Em 2021, eu fiz um curso dado pela Pinacotece de São
Paulo sobre as mulheres no acervo da Pinacotece e me impressionou em como
várias artistas com obras imensamente interessantes só eram conhecidas por ser
mulheres ou amantes de determinados pintores. É como se toda a sua trajetória,
seus feitos, personalidades fossem colocados em relação ao pintor, como se não
existisse uma vida e personalidade independente , elas eram meros
apêndices de pintores famosos brasileiros.
Já em 2022, quando da morte da Elza Soares, a história
dessas mulheres me veio à mente. Pensei em como tantas e tantas mulheres foram relegadas
pela história da arte e pela história brasileira oficial para dar lugar à exaltação de homens; e como esse discurso se perpetua até hoje.
No youtube, ouvi no canal do Paulo Rezzuti um vídeo sobre a imperatriz Teresa Cristina. Nele, o escritor mostra como foi contruída uma imagem histórica de uma mulher apagada, sem nenhum protagonismo. É quase como se Teresa Cristina aparecesse na história, unicamente, por ser mulher de D.Pedro II. Todas as suas características pessoais ficaram apagadas para a construção de uma figura pública que não poderia ofuscar o imperador.
Em pleno século XXI, os mesmo discursos retrógrados continuam sendo propagados e mulheres continuam sendo colocadas à margem a favor de algum homem. Não há interesse em contar suas histórias e em vê-las sob outros viés, que não o de mães e esposas. Esse reducionismo, aparentemente bobo, que é recorrente em todos os períodos da sociedade ocidental, acaba construindo uma "imagem" da mulher na história, sempre em contraponto ao homem.

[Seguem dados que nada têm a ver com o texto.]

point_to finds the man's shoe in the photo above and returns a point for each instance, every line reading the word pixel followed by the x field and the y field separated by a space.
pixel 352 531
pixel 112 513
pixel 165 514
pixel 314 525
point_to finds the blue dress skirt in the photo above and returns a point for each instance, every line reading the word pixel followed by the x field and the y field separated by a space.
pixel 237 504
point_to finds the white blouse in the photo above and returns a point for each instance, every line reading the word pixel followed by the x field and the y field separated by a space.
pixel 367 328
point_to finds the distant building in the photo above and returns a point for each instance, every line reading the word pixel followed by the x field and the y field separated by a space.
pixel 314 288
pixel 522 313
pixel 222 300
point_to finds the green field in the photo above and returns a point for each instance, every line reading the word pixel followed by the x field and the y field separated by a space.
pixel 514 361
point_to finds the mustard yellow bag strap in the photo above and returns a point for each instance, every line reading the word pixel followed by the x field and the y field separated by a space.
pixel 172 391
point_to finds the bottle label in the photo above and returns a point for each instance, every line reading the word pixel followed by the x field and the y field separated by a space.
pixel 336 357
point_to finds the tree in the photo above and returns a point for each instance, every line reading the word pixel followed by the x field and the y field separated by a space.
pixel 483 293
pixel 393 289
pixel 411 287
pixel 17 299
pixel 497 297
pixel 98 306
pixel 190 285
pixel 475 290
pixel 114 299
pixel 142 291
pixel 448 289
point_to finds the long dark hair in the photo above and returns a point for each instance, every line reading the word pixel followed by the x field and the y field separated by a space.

Ao falar de Elza como "a mulher do Garrincha" em seu obituário, diminuimos, minimizamos a cantora que foi, sua importância para a música
brasileira, para o feminismo, para a luta negra e LGBT. Dessa forma, apagamos todo o seu percurso para encaixá-la no papel da "esposa de alguém importante". Essa associação ao nome do Garrincha tem um peso ainda maior quando lembramos que o motivo da separação do casal, foi porque ele batia nela.

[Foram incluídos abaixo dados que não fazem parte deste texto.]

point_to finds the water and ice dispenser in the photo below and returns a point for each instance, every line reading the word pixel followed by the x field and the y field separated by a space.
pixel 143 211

Não, não consigo aceitar que Elza, com todo o peso que seu nome carrega, seja lembrada em associação com quem, em vida, ela fez questão de se afastar. Com quem em um acidente de carro, estando alcoolizado, foi responsável pela morte de sua mãe.
Em que sociedade,
minimamente sadia, faríamos uma homenagem a um ser humano ímpar, enaltecendo
justamente o casamento que teve com um homem
abusivo e responsável pela morte de sua própria mãe? Em uma sociedade
sã, só mencionaríamos Garrincha para falar do horror, da opressão que mulheres
como Elza viveram e vivem dentro dos próprios lares com seus parceiros. Usaríamos
Garrincha apenas como exemplo dos execráveis casos de violência doméstica que
terminaram em impunidade para o homem; e
em como esses ainda são brindados com uma imagem benevolente na história
brasileira.
É um horror termos que todo dia dizer o óbvio, mas quando a
realidade se encontra cada vez mais distorcida e os valores éticos e morais cada
vez mais deturpados, é necessário que expliquemos a verdade retumbante, é preciso
que enfatizemos o óbvio, para que não se use das desculpas mais esdrúxulas para
realizar a defesa do que não deveria de maneira alguma ser defendido. Violência
doméstica é crime e sentimentos de posse e de coisificação da mulher não devem
e não podem nunca ser confundidos com amor. O amor é generoso, carinhoso, compreensivo. O amor diz respeito à partilha, a dar a liberdade do outro de ser quem ele é. Todos somos ou deveríamos ser livres, de qualquer amarra emocional ou física.
O amor não se confunde com violência e a violência não se justifica, se combate.